The law restricts the way the district can spend the revenue from a half-cent sales tax; it’s only possible to spend it on capital infrastructure.
The advantage of sales tax funding is it essentially raises more funds because it can be approved once for a longer period than other funding sources.
It’s possible that the sales tax could benefit teacher salaries indirectly. Right now, the district is spending huge amounts to maintain old school buildings. The facilities master plan, and the tax increase to fund it, would allow the district to do significant upgrades and build new schools, reducing the cost of building maintenance. The savings could go toward other expenses, such as teacher salaries. We haven’t heard yet if this is part of the strategy.

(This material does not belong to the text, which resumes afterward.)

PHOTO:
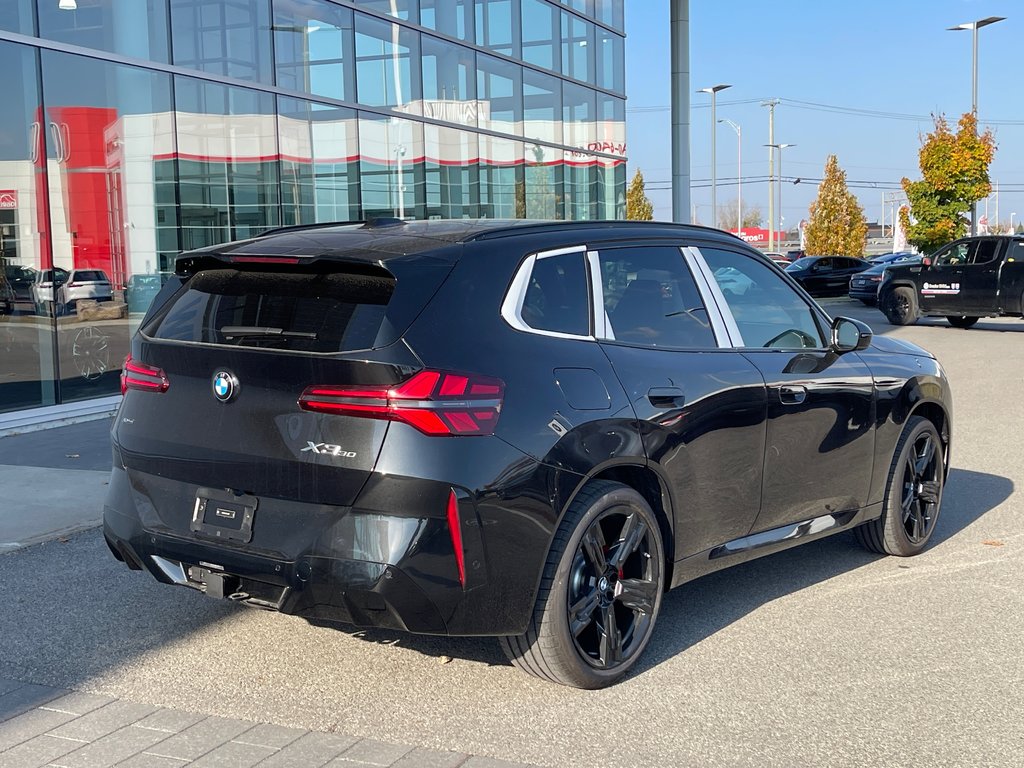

What other funding sources could we pursue for public schools?
Alternative funding sources, such as a millage (property tax) increase, could be used for other purposes, including increasing teacher salaries. For example, St. Lucie just passed a millage increase to fund school safety and teacher salaries in April through a special election by mail. The election had record high turnout.
The limitation of millage increases is that they are only valid for four years, so the district would have to go back to voters every four years to ask them to re-approve the increase.
Would the revenue be used only for district schools or would it also pay for facilities in public charter schools?
The School Board discussed this and decided to include charter schools in the resolution.